The country’s manufacturing purchasing managers index (PMI) experienced its third consecutive month below the 50 mark in October, according to data released Sunday by the China Federation of Logistics and Purchasing and the National Bureau of Statistics.
At 49.8, the reading showed that factory activity shrunk last month, which followed the recent news that China’s economy grew 6.9% in the third quarter—its weakest rate since 2009. And it looks like officials aren’t expecting that figure to climb above 7 percent anytime soon.
China’s Premier Li Keqiang last week declared annual economic expansion of at least 6.5% through 2020, as the government outlined its next five-year plan for national economic and social development at a Communist Party meeting, the full details of which won’t be revealed until it is endorsed by the country’s parliament in March 2016.
“We have capacity to keep annual economic growth at above 6.5% and meet the targets of creating a ‘moderately prosperous society’ by 2020,” he said during a speech in Seoul, according to the state-run Xinhua News Agency.

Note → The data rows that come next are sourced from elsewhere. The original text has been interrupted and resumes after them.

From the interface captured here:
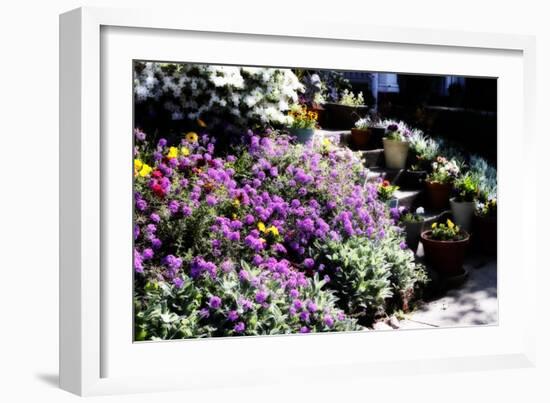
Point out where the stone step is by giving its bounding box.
[393,189,422,210]
[358,148,384,168]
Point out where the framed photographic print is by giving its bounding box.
[60,8,535,395]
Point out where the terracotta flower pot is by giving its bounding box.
[404,221,424,253]
[288,127,315,144]
[383,139,409,169]
[426,181,452,210]
[420,230,470,277]
[351,128,371,150]
[450,198,476,232]
[473,215,498,255]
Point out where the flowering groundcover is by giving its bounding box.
[134,129,426,340]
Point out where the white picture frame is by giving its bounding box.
[60,8,536,395]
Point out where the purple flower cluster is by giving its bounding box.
[134,131,392,334]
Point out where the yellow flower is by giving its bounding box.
[139,164,153,178]
[167,147,178,158]
[266,225,279,236]
[185,132,199,143]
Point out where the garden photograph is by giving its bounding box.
[134,60,498,342]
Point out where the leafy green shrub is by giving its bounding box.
[134,262,360,341]
[319,231,427,325]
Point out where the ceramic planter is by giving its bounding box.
[350,128,371,150]
[420,230,470,277]
[369,125,386,149]
[426,181,452,210]
[450,198,476,232]
[473,215,497,255]
[403,221,424,253]
[383,138,409,169]
[399,169,428,190]
[288,127,315,144]
[321,102,369,130]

The 10 key points of the plan, the 13th of its kind, include “maintaining economic growth, transforming patterns of economic development, optimizing the industrial structure, promoting innovation-driven development, accelerating agricultural modernization, reforming institutional mechanisms, promoting coordinated development, strengthening ecological construction, safeguarding and improving people’s livelihoods and promoting pro-poor development.”

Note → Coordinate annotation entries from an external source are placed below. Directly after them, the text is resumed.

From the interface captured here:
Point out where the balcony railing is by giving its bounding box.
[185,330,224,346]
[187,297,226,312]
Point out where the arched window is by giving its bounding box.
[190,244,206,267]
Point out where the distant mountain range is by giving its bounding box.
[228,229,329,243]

But economists and investors are cautious.
“It remains to be seen whether China will suffer a destabilizing ‘hard landing’ during 2016 to 2020, undergo stagnation or a protracted period of lower growth or see a reinvigoration of the economy and rebound in growth after meaningful reforms,” Barclays told CNBC.
Deutsche Bank commented, “If the growth target is set at 6.5%, it means the government will tolerate slower growth to allow more space for structural adjustments. In this case, we expect there will be less stimulus efforts by the government… If the target is set at 7 percent, we believe the government will have to maintain its loose policy stance and do more easing.”